A GENERATION of Scottish school pupils have grown up in the digital age not knowing how to programme computers, experts have warned.
Harvey Wheaton, chief executive of Edinburgh-based digital skills academy Codeclan, said a “blind spot” in the education system had left Scotland with a significant skills gap.
Currently there are some 11,000 digital job vacancies every year in Scotland, but only half of these are filled.
The aim of Codeclan, which is backed by Skills Development Scotland, is to create a new generation of software developers by offering courses to adult learners.
Mr Wheaton said: “The whole world is digital and every business is a software business because, whatever you are doing, software is at the heart of it.
“That means being able to programme is critical to everything we do and therefore the demand for that as the world moves on and as computers move on is constantly increasing.
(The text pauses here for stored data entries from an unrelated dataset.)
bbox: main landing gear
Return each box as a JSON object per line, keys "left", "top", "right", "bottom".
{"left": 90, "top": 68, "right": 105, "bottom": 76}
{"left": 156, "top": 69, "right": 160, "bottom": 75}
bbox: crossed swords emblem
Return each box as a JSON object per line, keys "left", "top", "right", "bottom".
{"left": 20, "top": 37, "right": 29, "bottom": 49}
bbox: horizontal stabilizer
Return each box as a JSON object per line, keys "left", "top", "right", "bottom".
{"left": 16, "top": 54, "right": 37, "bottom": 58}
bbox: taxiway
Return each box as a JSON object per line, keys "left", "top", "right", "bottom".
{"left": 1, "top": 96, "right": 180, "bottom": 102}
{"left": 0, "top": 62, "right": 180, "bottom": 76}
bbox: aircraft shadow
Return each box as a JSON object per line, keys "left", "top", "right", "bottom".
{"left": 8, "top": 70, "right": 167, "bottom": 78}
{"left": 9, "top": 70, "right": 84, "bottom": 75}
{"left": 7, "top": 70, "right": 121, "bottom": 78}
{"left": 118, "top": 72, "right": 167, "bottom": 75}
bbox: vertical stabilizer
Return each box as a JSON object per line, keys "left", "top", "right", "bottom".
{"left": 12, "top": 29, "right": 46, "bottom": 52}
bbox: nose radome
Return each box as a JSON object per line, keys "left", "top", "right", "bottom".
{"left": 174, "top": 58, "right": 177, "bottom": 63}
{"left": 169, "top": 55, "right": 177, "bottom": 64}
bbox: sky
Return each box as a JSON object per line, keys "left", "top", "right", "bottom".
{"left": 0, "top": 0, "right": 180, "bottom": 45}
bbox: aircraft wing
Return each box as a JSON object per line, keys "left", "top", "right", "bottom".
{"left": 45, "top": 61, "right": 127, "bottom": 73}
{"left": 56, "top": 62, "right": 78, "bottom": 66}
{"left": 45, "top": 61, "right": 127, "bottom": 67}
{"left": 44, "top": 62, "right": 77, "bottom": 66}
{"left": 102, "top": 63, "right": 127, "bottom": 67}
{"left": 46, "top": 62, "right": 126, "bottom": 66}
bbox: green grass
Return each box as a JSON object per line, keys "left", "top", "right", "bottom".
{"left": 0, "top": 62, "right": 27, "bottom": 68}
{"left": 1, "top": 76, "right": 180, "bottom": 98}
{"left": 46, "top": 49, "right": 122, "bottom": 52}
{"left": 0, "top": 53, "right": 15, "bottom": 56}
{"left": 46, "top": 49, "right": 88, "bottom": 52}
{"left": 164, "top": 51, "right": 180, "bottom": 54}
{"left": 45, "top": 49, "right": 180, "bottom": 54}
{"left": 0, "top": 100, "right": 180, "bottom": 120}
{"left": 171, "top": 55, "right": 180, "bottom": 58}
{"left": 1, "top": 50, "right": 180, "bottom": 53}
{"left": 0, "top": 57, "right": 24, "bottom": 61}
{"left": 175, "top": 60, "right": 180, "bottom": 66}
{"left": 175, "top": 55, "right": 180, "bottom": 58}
“However, the education system has not identified this as an important enough factor and we have lost a generation or more of people who don’t understand what programming is.”
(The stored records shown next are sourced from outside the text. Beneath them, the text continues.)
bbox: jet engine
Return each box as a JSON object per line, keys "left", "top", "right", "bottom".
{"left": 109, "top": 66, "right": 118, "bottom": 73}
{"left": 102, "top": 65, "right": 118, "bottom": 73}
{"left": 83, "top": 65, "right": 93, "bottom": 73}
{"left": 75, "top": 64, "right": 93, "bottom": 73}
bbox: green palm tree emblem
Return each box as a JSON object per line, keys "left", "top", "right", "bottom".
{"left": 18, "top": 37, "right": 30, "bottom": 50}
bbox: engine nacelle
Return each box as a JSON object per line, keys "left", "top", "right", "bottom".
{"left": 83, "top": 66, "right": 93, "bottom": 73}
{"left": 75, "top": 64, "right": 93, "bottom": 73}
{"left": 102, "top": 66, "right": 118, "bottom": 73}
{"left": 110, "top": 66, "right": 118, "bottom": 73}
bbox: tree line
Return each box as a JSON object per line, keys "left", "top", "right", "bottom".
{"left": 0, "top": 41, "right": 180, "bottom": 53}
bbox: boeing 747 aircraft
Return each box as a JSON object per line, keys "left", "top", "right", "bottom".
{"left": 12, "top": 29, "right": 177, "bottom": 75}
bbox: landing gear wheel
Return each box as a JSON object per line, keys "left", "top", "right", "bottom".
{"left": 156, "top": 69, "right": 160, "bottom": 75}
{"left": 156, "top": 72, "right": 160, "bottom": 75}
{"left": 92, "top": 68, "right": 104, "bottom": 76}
Mr Wheaton, who is planning further expansion of Codeclan into Glasgow, said the negative impact of the skills gap was significant.
He added: “The economy is not going to survive without these skills because the future is digital.
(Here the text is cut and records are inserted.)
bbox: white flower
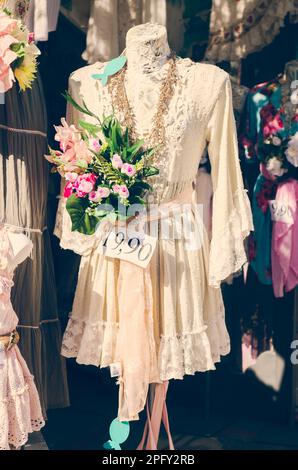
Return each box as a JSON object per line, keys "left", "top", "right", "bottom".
{"left": 272, "top": 136, "right": 281, "bottom": 146}
{"left": 290, "top": 89, "right": 298, "bottom": 106}
{"left": 285, "top": 132, "right": 298, "bottom": 167}
{"left": 266, "top": 157, "right": 288, "bottom": 177}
“Without that talent in Scotland people are going to look elsewhere and bring people in from or look at other locations in the world to set up business.”
Codeclan offers intensive courses with the aim of creating a new generation of software developers with the skills employers need.
The development of the skills academy comes at a time when some secondaries have closed their computing science departments blaming a lack of interest from pupils.
A report by national schools body Education Scotland said: “In too many schools, computing science has diminished in popularity. The subject can too easily become a sterile and functional experience, lacking in creativity.”
In 2011, Google chief executive Eric Schmidt said the UK was throwing away its “great computer heritage” by failing to teach programming.
Meanwhile, Rowena Arshad, head of the Moray House School of Education at Edinburgh University, called for all children to be taught coding from primary school to a bid to address the issue.